```
library(dplyr)
library(parsnip)
library(workflows)
library(recipes)
library(epiprocess)
library(epipredict)
```

## Goals for the package

At a high level, our goal with epipredict is to make running simple Machine Learning / Statistical forecasters for epidemiology easy. However, this package is extremely extensible, and that is part of its utility. Our hope is that it is easy for users with epi training and some statistics to fit baseline models while still allowing those with more nuanced statistical understanding to create complicated specializations using the same framework.

Serving both populations is the main motivation for our efforts, but at the same time, we have tried hard to make it useful.

### Baseline models

We provide a set of basic, easy-to-use forecasters that work out of the box. You should be able to do a reasonably limited amount of customization on them.
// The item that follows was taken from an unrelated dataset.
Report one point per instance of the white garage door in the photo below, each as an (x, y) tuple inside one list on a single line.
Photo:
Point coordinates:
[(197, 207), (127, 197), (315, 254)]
Any serious customization happens with the framework discussed below).

For the basic forecasters, we provide:

- Baseline flat-line forecaster
- Autoregressive forecaster
- Autoregressive classifier

All the forcasters we provide are built on our framework. So we will use these basic models to illustrate its flexibility.

### Forecasting framework

Our framework for creating custom forecasters views the prediction task as a set of modular components. There are four types of components:

- Preprocessor: make transformations to the data before model training
- Trainer: train a model on data, resulting in a fitted model object
- Predictor: make predictions, using a fitted model object and processed test data
- Postprocessor: manipulate or transform the predictions before returning

Users familiar with `{tidymodels}`

and
especially the `{workflows}`

package will notice a lot of overlap. This is by design, and is in fact
a feature. The truth is that epipredict is a wrapper
around much that is contained in these packages. Therefore, if you want
something from this -verse, it should “just work” (we hope).
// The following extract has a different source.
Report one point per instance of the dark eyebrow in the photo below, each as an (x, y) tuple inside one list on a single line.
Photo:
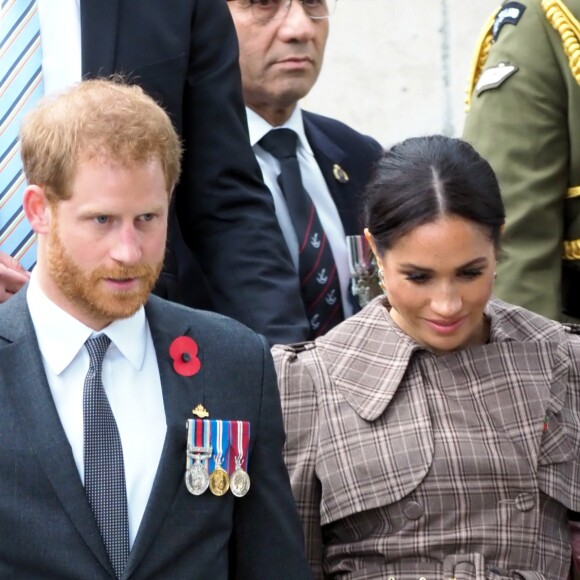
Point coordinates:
[(477, 262)]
The reason for the overlap is that workflows
*already implements* the first three steps. And it does this very
well. However, it is missing the postprocessing stage and currently has
no plans for such an implementation. And this feature is important. The
baseline forecaster we provide *requires* postprocessing.
Anything more complicated needs this as well.

The second omission from tidymodels is support for panel data. Besides epidemiological data, economics, psychology, sociology, and many other areas frequently deal with data of this type. So the framework of behind epipredict implements this. In principle, this has nothing to do with epidemiology, and one could simply use this package as a solution for the missing functionality in tidymodels. Again, this should “just work”.
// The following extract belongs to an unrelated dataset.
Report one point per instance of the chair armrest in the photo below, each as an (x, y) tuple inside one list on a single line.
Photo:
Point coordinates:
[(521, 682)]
All of the *panel data* functionality is implemented through
the `epi_df`

data type in the companion `{epiprocess}`

package. There is much more to see there, but for the moment, it’s
enough to look at a simple one:

```
jhu <- case_death_rate_subset
jhu
#> An `epi_df` object, 20,496 x 4 with metadata:
#> * geo_type = state
#> * time_type = day
#> * as_of = 2022-05-31 19:08:25.791826
#>
#> # A tibble: 20,496 × 4
#> geo_value time_value case_rate death_rate
#> * <chr> <date> <dbl> <dbl>
#> 1 ak 2020-12-31 35.9 0.158
#> 2 al 2020-12-31 65.1 0.438
#> 3 ar 2020-12-31 66.0 1.27
#> 4 as 2020-12-31 0 0
#> 5 az 2020-12-31 76.8 1.10
#> 6 ca 2020-12-31 96.0 0.751
#> 7 co 2020-12-31 35.8 0.649
#> 8 ct 2020-12-31 52.1 0.819
#> 9 dc 2020-12-31 31.0 0.601
#> 10 de 2020-12-31 65.2 0.807
#> # ℹ 20,486 more rows
```

This data is built into the package and contains the measured
variables `case_rate`

and `death_rate`

for
COVID-19 at the daily level for each US state for the year 2021. The
“panel” part is because we have repeated measurements across a number of
locations.

The `epi_df`

encodes the time stamp as
`time_value`

and the `key`

as
`geo_value`

. While these 2 names are required, the values
don’t need to actually represent such objects. Additional
`key`

’s are also supported (like age group, ethnicity,
taxonomy, etc.).

The `epi_df`

also contains some metadata that describes
the keys as well as the vintage of the data. It’s possible that data
collected at different times for the *same set* of
`geo_value`

’s and `time_value`

’s could actually be
different. For more details, see `{epiprocess}`

.

### Why doesn’t this package already exist?

As described above:

Parts actually DO exist. There’s a universe called tidymodels. It handles preprocessing, training, and prediction, bound together, through a package called workflows. We built epipredict on top of that setup. In this way, you CAN use almost everything they provide.

However, workflows doesn’t do postprocessing. And nothing in the -verse handles

*panel data*.The tidy-team doesn’t have plans to do either of these things. (We checked).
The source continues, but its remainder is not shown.